Die Bundeswehrsoldaten in Afghanistan dürfen ab sofort ihre Waffen häufiger einsetzen und auch auf flüchtende Angreifer schießen.

Berlin. Das wurde in der überraschend schnell erarbeiteten Neufassung der Einsatzregeln verankert, über die das Verteidigungsministerium gestern in Berlin informierte.

Ressortchef Franz Josef Jung (CDU) unterschrieb die neue "Taschenkarte", wie das Dokument in der Militärsprache genannt wird, am vergangenen Freitag. Ob dies im Zusammenhang mit der am 19. Juli gestarteten, bisher größten deutsch-afghanischen Militäroffensive in Nordafghanistan steht, ließ das Ministerium offen. Bislang durften deutsche Soldaten auch dann nicht schießen, wenn Angreifer sich zurückzogen und von ihnen eine weitere Attacke zu erwarten war.

Der Ministeriumssprecher erklärte, in der neuen Taschenkarte seien die Prioritäten in Gefechten "für den einfachen Soldaten" schlüssiger herleitbar, vereinfacht und deutlicher formuliert worden. "Vor allem der Aspekt, dass nicht erst auf einen Angriff gewartet werden muss, um verhältnismäßig militärische Gewalt gegensetzen zu können, sondern durchaus auch präventiv gearbeitet werden darf." Vor zu erwartenden Angriffen dürfen "geeignete Maßnahmen" angewandt werden.

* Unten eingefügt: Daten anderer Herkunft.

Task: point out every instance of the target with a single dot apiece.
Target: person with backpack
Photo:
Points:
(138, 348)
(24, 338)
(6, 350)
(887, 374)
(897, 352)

Der FDP-Politiker Rainer Stinner betonte: "Die Änderungen an der Taschenkarte sind Erweiterungen, nicht nur Klarstellungen. Das darf der Öffentlichkeit nicht vorenthalten werden." Die Taschenkarte hätte schon vor Jahren neu gefasst werden müssen. "Es ist unverständlich, warum bisher ein deutscher Soldat in Afghanistan weniger Befugnisse hatte als ein Polizist in Deutschland", sagte Stinner. Der CDU-Verteidigungsexperte im Bundestag, Bernd Siebert, sagte, auch weiterhin dürften die Soldaten von der Schusswaffe nur nach dem Grundsatz der Verhältnismäßigkeit und nur im äußersten Fall Gebrauch machen. Siebert sagte ferner, zu hoffen bleibe, dass die neuen Grundsätze auch mehr Klarheit für staatsanwaltschaftliche Ermittlungen schafften. Es sei unwürdig, wenn Soldaten, die im hoheitlichen Auftrag die Schusswaffe eingesetzt hätten, Monate auf den Abschluss des Verfahrens gegen sie warten müssten.